RANKS OF BRONZE BY DAVID DRAKE

But it took a long time to come to terms with the fact you’ve been killed. Maybe it took more time than even the gods had.

The scene in the Main Gallery was chaotic but chaotically cheerful. Legionaries, a number of them still wearing tunics among their naked fellows, milled and boasted and compared their loot. Almost all the men had at least superficial wounds, but slashes and bruised muscles were too much a part of normal affairs to dampen spirits significantly.

The change in routine put life in the air the way fair day made a country hamlet sparkle. The legion had just turned near disaster into a victory as stunning and sudden as defeat had promised to be.

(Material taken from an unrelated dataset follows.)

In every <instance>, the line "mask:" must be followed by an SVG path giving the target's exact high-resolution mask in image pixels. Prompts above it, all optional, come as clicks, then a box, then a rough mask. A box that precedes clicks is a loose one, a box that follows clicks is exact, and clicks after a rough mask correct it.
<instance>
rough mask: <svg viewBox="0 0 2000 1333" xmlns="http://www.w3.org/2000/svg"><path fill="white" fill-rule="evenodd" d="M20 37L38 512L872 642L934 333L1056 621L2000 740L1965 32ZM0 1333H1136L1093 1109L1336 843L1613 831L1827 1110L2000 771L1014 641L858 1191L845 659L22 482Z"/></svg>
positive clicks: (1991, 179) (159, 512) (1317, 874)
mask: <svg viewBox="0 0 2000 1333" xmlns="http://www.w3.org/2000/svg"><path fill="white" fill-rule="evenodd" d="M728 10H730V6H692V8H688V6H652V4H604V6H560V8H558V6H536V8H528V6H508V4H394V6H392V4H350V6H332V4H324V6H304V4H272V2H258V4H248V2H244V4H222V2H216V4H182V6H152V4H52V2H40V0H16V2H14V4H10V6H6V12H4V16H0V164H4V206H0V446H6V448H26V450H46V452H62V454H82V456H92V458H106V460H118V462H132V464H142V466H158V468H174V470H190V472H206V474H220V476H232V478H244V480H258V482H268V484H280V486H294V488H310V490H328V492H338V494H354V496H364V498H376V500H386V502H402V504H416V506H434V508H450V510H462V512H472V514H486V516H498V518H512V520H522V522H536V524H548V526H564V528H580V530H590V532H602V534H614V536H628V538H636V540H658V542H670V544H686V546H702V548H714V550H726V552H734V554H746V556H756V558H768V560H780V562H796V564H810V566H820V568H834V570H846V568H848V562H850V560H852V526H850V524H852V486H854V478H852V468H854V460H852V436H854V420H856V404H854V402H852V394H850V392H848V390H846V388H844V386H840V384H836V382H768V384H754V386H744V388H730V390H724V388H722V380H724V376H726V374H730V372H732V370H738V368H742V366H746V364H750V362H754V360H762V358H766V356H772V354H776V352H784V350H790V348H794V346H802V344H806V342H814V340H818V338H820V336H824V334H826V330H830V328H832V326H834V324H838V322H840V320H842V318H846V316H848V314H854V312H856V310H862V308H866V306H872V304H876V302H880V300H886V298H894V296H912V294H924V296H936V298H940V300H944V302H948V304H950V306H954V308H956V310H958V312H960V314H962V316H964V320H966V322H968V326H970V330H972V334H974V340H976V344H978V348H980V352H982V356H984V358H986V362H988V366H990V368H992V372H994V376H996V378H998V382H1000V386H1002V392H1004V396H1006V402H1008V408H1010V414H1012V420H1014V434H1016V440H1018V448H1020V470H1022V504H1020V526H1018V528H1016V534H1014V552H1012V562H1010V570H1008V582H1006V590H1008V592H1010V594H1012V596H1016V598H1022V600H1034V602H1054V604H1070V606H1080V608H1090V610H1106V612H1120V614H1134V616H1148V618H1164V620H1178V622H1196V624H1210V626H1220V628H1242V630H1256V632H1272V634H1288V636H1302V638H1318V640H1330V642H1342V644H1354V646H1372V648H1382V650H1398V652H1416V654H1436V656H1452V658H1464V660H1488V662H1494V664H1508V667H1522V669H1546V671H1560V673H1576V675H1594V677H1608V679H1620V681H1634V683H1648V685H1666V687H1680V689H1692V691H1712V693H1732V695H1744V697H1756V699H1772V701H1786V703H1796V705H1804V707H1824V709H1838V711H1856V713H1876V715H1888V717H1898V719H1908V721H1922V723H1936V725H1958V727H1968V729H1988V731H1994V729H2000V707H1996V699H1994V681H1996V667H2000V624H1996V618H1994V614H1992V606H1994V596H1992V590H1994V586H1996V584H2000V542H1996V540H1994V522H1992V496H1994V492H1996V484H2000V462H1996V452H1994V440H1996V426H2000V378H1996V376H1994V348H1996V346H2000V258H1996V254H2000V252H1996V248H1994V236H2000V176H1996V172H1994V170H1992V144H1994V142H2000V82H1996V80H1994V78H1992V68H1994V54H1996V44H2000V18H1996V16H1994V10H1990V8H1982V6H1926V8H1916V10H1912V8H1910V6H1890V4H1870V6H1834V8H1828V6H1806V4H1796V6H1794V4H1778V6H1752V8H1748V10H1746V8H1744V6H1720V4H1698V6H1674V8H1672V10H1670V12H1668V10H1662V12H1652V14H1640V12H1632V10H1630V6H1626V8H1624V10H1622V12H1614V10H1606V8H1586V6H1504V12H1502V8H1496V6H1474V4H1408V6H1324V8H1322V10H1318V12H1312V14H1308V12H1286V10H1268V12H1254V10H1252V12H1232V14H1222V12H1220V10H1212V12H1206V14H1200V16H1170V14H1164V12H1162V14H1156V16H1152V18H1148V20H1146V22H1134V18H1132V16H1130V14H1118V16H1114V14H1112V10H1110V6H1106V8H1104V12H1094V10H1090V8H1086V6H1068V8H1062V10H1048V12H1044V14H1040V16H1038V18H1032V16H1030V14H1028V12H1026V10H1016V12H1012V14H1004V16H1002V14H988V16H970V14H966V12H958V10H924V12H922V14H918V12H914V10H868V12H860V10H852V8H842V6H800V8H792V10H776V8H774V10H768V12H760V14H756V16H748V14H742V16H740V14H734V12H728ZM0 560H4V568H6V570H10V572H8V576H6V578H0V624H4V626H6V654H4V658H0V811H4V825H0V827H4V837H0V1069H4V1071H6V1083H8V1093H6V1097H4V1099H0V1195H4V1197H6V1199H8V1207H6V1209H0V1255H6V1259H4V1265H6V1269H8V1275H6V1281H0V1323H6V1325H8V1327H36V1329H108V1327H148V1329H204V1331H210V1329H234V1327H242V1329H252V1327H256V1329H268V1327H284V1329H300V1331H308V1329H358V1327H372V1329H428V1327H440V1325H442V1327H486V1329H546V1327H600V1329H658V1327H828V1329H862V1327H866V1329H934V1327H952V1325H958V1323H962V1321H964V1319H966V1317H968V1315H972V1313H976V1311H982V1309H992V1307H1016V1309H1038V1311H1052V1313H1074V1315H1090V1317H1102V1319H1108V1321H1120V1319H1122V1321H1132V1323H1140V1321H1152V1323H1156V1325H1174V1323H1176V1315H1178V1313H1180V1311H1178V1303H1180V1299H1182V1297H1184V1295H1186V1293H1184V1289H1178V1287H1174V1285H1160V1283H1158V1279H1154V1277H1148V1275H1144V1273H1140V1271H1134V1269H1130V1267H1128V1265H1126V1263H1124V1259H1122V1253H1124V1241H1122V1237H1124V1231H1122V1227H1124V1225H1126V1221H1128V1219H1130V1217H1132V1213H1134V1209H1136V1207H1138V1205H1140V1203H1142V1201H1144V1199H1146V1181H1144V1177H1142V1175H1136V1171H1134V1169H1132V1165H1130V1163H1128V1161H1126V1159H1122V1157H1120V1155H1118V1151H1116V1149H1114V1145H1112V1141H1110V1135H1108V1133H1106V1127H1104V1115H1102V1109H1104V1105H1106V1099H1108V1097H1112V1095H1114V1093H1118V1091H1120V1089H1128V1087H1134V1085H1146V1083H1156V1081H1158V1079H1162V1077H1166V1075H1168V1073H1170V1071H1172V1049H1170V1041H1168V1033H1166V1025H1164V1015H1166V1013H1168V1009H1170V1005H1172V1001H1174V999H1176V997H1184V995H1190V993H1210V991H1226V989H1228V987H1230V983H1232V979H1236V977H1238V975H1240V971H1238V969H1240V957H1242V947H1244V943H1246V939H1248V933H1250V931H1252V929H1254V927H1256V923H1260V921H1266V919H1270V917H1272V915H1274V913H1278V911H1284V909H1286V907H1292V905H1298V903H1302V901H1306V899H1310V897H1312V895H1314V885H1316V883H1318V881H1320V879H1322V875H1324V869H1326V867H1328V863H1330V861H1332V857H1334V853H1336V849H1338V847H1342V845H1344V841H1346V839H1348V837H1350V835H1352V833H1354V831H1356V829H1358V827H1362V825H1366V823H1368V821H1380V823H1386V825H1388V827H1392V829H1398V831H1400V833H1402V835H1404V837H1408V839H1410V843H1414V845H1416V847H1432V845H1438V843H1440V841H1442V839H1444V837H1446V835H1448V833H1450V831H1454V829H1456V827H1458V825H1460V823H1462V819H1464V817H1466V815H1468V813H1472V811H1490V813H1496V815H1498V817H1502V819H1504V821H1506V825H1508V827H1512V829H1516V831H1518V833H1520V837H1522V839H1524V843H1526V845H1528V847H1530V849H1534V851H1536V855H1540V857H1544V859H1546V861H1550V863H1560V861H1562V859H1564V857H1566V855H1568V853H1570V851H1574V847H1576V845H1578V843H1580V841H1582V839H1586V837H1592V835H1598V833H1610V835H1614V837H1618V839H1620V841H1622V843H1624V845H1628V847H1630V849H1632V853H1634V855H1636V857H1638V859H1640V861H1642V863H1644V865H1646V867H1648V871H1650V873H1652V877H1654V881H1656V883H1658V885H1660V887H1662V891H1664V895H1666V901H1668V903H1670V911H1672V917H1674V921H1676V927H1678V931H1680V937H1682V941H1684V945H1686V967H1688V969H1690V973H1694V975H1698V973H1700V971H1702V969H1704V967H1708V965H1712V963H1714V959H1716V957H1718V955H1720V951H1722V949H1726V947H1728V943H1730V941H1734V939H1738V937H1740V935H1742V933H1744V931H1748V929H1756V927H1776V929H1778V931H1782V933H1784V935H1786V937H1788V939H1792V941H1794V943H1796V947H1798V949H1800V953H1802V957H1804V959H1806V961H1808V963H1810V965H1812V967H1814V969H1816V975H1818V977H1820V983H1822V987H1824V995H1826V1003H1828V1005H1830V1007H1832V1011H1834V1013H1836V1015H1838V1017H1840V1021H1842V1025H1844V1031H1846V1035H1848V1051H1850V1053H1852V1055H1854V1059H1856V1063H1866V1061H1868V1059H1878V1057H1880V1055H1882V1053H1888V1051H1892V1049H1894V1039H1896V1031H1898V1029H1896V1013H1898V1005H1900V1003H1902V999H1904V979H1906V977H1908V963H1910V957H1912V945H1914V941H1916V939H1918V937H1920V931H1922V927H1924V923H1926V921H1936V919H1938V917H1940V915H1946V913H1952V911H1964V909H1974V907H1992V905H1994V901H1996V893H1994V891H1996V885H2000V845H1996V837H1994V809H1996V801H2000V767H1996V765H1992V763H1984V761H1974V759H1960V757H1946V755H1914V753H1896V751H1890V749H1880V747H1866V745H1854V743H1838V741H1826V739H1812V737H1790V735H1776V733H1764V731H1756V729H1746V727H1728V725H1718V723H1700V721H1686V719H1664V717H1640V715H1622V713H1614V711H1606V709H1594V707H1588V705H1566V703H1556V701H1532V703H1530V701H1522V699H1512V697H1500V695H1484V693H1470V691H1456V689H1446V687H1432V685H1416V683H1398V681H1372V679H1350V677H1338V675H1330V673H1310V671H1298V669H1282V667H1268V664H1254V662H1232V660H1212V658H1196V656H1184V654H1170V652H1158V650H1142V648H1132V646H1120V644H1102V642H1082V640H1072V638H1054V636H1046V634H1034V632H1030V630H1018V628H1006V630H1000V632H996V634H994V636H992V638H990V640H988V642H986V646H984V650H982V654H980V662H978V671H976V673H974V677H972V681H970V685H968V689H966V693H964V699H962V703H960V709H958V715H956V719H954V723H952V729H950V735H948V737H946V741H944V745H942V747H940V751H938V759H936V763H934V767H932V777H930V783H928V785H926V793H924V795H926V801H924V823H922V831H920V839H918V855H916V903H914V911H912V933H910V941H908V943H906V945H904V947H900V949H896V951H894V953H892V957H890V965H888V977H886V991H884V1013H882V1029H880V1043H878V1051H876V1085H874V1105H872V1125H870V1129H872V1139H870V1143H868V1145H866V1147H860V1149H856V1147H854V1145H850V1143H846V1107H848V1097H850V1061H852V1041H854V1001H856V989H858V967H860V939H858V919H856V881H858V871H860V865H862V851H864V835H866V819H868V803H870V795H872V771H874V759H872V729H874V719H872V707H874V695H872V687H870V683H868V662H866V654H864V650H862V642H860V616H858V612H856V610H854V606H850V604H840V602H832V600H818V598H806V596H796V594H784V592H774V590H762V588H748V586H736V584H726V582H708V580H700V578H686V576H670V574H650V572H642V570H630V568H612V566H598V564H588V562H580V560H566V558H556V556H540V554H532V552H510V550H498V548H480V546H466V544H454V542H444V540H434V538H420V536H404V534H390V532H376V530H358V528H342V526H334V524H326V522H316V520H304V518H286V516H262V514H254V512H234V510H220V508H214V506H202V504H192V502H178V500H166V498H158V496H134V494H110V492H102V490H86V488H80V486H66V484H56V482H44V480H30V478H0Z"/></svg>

With that behind them, nobody seemed to think that this “special assembly” could be any form of bad news.

Nobody except Gaius Vibulenus, who had been studying the guild with the mind of a man whose family owed much of its wealth to land bought from neighbors whom Sulla had executed. . . .

Soldiers have nothing to teach a good businessman about ruthlessness.

“Sir,” said a heavily-cheerful voice. “You’ll know, won’t you? What’ve they got going on?”

Vibulenus turned to see that it was the first centurion, Julius Rusticanus, who was hailing him.

It was surprising that Rusticanus was no worse mauled than seemed to be the case — scores of cuts on his limbs and several on his face, but able to talk and move with only the half-hidden twinges that might result from wounds received before the guild bought the legionaries from their Parthian captors. The point of the right flank, where the first centurion stood in battle, would have been enveloped instantly by the native army and cleared last of all by the Tenth Cohort’s counterthrust.

A tough man, Julius Rusticanus. But then, they all were by now. Even the tribune who looked like a youth with more lineage than strength of character.

“You’re looking all right for somebody at the sharp end, First,” Vibulenus said in real approval. Nobody was indispensable, but the first centurion’s combination of education and battle-bred experience could not have been equalled in the legion. “But Hades, no — I don’t know, I’m not sure anybody does, in a blue suit or not. They’re stirred up over losing the Commander, that’s sure enough.”

“He got chopped?” said Rusticanus. His face went neutral; then, as he judged his audience, broadened into a smile. “Well, that’s a terrible thing to happen, isn’t it?”

He saluted and stepped back into the crowd, bending some of his particular cronies close to hear the news. Men on the right flank would have had no way to learn of the command group’s massacre. For that matter, only a few hundred of the nearest legionaries would have been close enough to see the incident or its aftermath.

“You forget,” Vibulenus said as he and his two companions drifted by habit toward the front of the gallery, “that other people don’t know things just because you do.”

“What do I know?” asked Niger, misunderstanding the tribune’s mumbled statement.

“You know,” said Vibulenus instead of correcting the error, “how to make mead.” He patted the knapsack, finding the leather surface squishy but not, thank Fortune, stickily permeated with that awful juice. “Among other things.”

There was a sudden commotion from the rear of the big room, catcalls. The tribune turned and caught the flash of a yellow bodysuit beyond a sudden motion of Romans toward them.

“Hey, what ye got there?” somebody cried distinctly. The edge of hectoring command in the voice would have been familiar enough to civilians in barracks town, meeting a squad of legionaries recently spilled from a bar.

“Come on,” the tribune ordered curtly, shouldering his way toward the trouble. This could get out of hand real fast — maybe already had. Why had the cursed fool decided to walk a gauntlet of killers loosened by fatigue and victory? And where were the guards who always accompanied guild employees in the presence of soldiers.

That was easy to answer: dead on the field, enough of them, and this fellow with his yellow suit and apparatus floating before him ignorant of what a bad pair of mistakes he had just made at his life’s risk.